J'ai l'impression que le Canadien attend de voir ce qui se passera à Vancouver avant de prendre sa décision. Si jamais Vigneault est remercié, il pourrait devenir le premier entraîneur à profiter d'une deuxième chance chez le Canadien depuis qu'on avait demandé à Claude Ruel, il y a 33 ans, de relever Bernard Geoffrion après avoir gagné lui-même la coupe Stanley 11 ans plus tôt.

Vigneault et Savard ont des atomes crochus depuis que le coach des Canucks est devenu le premier entraîneur du Rocket de l'Île-du- Prince-Édouard, propriété en partie de Savard et administré par son fils Serge junior. La présence de Vigneault derrière le banc de cette équipe avait contribué à donner de la crédibilité à cette nouvelle concession dans les Maritimes. Ça ne s'oublie pas facilement un coup de main comme celui-là. Pariez que Savard ne détesterait pas lui retourner l'ascenseur.

Surtout qu'il aurait l'occasion de travailler à ses côtés, car lorsqu'il en aura terminé avec son rôle de conseiller principal auprès de Molson, Savard acceptera de rester associé à l'organisation durant deux ans à titre de vice-président aux opérations hockey.

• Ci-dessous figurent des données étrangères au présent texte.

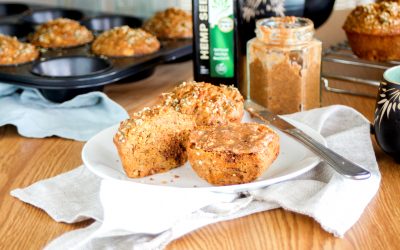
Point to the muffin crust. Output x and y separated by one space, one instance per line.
125 41
232 154
169 24
13 52
153 140
209 104
61 33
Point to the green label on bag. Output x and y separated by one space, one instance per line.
221 38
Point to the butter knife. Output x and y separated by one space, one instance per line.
340 164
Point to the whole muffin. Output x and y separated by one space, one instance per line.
233 154
125 41
169 24
61 33
14 52
153 141
207 103
373 31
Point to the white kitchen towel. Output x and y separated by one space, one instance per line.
78 119
128 217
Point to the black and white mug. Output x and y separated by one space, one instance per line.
387 113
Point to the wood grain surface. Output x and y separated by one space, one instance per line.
24 161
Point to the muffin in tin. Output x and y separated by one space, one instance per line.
232 154
13 52
125 41
173 23
373 31
207 103
61 33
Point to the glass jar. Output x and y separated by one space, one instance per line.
284 65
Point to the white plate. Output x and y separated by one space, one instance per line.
100 156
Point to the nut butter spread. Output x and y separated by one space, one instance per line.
284 63
238 138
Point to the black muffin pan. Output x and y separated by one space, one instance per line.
61 74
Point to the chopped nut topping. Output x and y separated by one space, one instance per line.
374 18
209 104
171 23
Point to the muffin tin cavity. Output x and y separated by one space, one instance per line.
103 23
62 73
21 31
71 66
42 16
10 9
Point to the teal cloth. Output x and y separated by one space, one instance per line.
78 119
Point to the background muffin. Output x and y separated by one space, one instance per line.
125 41
13 51
153 141
61 33
373 31
169 24
232 154
207 103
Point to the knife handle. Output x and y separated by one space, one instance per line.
340 164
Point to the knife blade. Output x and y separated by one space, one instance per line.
342 165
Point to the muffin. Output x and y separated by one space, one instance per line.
153 141
125 41
173 23
61 33
232 154
14 52
207 103
373 31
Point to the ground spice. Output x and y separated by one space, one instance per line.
284 71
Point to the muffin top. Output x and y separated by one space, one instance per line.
237 138
61 33
209 104
13 51
169 24
125 41
374 19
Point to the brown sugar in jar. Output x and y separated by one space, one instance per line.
284 64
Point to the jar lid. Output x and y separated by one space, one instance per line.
287 30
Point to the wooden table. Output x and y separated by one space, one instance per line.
24 161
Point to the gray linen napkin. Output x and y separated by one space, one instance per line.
333 201
78 119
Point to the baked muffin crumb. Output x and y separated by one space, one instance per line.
61 33
13 52
232 154
209 104
125 41
169 24
153 140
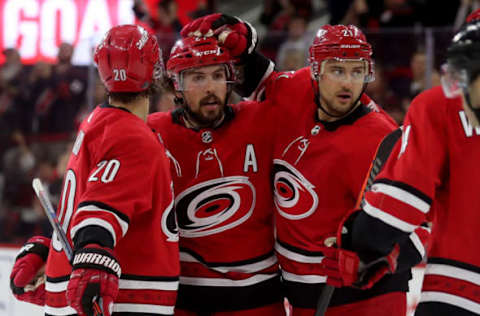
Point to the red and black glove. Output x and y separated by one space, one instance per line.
236 35
94 278
27 280
344 268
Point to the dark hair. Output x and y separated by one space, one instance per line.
128 97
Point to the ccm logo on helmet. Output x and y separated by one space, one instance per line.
208 52
143 40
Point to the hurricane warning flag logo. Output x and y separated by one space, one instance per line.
214 206
294 195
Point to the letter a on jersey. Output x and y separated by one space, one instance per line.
250 159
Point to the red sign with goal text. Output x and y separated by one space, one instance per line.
37 27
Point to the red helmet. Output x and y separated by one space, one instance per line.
128 59
340 42
475 15
192 52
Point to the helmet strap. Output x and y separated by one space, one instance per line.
476 112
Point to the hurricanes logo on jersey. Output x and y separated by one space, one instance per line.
169 221
214 206
294 195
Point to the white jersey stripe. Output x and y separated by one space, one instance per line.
94 221
147 285
56 287
418 244
296 256
452 272
402 196
388 219
226 282
143 308
450 299
301 278
59 311
246 268
123 285
123 224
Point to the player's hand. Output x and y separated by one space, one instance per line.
234 34
27 280
344 268
94 278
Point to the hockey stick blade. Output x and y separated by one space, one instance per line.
52 218
384 150
324 299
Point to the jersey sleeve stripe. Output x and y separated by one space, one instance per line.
56 287
303 278
402 195
453 272
418 244
143 309
227 282
147 285
50 310
94 221
94 208
461 302
246 268
106 207
406 187
387 218
296 256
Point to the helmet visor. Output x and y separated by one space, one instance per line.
453 80
201 78
343 70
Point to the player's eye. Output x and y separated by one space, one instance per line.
358 73
198 78
219 75
337 71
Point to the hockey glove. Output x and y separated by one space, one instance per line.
27 280
344 268
236 35
95 274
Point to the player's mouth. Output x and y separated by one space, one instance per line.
210 103
344 97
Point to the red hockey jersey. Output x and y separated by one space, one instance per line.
432 174
319 169
118 178
224 207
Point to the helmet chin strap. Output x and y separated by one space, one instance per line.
319 105
476 112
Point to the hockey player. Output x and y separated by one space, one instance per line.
116 204
221 167
433 173
323 151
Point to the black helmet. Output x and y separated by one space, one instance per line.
463 54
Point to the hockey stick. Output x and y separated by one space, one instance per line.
52 218
324 299
383 152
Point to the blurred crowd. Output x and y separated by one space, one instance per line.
41 105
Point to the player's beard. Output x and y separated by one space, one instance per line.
208 119
339 111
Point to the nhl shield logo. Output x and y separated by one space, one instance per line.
207 137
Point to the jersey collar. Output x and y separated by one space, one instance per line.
107 105
359 112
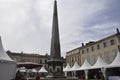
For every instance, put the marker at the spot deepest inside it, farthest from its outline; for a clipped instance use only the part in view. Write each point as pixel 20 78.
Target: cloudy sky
pixel 25 25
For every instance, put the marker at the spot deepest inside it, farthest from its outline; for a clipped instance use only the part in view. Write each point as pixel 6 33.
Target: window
pixel 92 48
pixel 87 49
pixel 112 42
pixel 104 44
pixel 98 46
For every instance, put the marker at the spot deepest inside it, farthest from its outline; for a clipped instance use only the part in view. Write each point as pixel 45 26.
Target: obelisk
pixel 55 63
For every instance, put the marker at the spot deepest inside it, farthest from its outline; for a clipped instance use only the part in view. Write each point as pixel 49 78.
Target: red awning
pixel 28 65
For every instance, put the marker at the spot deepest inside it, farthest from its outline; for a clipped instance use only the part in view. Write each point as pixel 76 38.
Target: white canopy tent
pixel 100 63
pixel 75 67
pixel 22 69
pixel 116 62
pixel 67 68
pixel 86 65
pixel 7 65
pixel 34 70
pixel 43 70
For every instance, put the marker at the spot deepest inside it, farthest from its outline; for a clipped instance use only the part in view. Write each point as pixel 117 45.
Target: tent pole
pixel 86 74
pixel 103 70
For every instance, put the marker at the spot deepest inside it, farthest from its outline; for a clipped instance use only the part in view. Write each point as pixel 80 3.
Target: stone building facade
pixel 28 57
pixel 107 48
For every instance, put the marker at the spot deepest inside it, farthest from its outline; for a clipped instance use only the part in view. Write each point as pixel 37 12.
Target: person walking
pixel 37 76
pixel 18 76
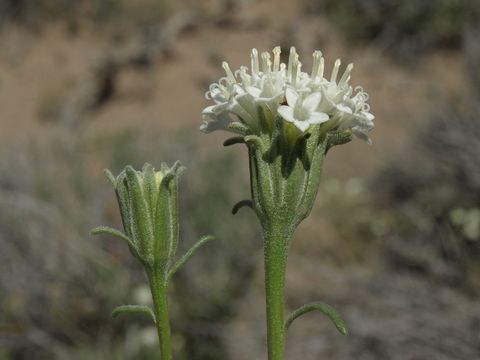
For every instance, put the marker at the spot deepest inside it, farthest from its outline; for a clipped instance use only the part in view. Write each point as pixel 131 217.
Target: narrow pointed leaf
pixel 178 265
pixel 326 309
pixel 133 309
pixel 110 177
pixel 241 204
pixel 234 140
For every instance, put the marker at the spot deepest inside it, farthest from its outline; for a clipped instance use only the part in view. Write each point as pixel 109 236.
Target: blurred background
pixel 394 239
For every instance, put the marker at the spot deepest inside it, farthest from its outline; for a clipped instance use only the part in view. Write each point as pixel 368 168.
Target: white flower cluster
pixel 286 90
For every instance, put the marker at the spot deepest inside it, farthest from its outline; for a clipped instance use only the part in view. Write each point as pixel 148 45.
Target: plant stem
pixel 158 287
pixel 276 241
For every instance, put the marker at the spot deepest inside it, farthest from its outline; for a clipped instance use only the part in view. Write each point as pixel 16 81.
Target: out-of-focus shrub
pixel 433 194
pixel 58 284
pixel 404 27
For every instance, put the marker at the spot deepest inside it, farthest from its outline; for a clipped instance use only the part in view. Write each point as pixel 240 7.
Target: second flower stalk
pixel 148 207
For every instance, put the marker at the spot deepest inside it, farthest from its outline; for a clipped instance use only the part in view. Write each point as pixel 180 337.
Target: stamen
pixel 346 74
pixel 321 68
pixel 317 55
pixel 333 78
pixel 291 60
pixel 254 61
pixel 276 58
pixel 229 72
pixel 266 63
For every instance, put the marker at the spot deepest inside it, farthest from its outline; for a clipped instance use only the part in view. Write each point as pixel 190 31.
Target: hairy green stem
pixel 159 286
pixel 276 242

Néanmoins, si le président de l'équipe est vraiment désireux de donner un solide coup de barre et de secouer ce vestiaire qui a perdu autant ses repères que sa fierté, il devrait le démontrer en choisissant une ancienne gloire de l'équipe qui n'attend que son appel pour élaborer son plan de redressement. Le Canadien a un urgent besoin d'un gagnant notoire derrière le banc.

Julien BriseBois devra attendre son tour

On a fait le tour de l'Amérique pour trouver le bon homme pour relancer le Canadien quand on avait sous les yeux un successeur des plus logiques qui a fréquenté deux écoles avec un succès évident: Celle du Canadien et celle d'un leader de premier plan, Steve Yzerman.

Julien BriseBois était un candidat fort crédible. Il est jeune, intelligent, brillant et posé. Durant son stage à Montréal, il a contribué à bâtir sur du solide la filiale de Hamilton. À son arrivée à Tampa, il a demandé à ce qu'on lui confie la même responsabilité au sein de la filiale des Admirals de Norfolk, dans la Ligue américaine. Malheureusement pour lui, le duo Molson-Savard a choisi de regarder ailleurs.

On apprécie l'expérience de Bergevin au niveau de la Ligue nationale. Pour son nouveau rôle, sa feuille de route est plus longue que celle de Brisebois dont le tour viendra avant longtemps. Bergevin est un ancien défenseur qui a patiné dans pas moins de 12 villes du hockey professionnel, soit huit dans la Ligue nationale, trois dans la Ligue américaine et une autre dans la Ligue internationale.

Rappelez-vous les deux grands critères d'embauche émis par Savard dès le départ: Le candidat devait parler français et il était préférable qu'il soit un ancien joueur afin qu'il puisse mieux juger de certaines situations qu'il a déjà vécues de l'intérieur.

Après avoir confirmé l'embauche de Bergevin, ils vont garder un oeil sur Vigneault. La suite des choses s'annonce intéressante. Chose certaine, si on passe outre à la possibilité d'embaucher Patrick Roy sur la seule crainte qu'il puisse occuper une trop grande place dans l'équipe ou qu'il pourrait constamment dire haut et fort ce que tous les autres n'ont pas le cran de dire à voix basse, on commettra une erreur. Ça ne nécessite pas beaucoup de cran pour écarter le meilleur candidat pour une raison aussi faible que celle-là.

Choisir Roy leur éviterait d'avoir à se dire un jour: «On aurait donc dû».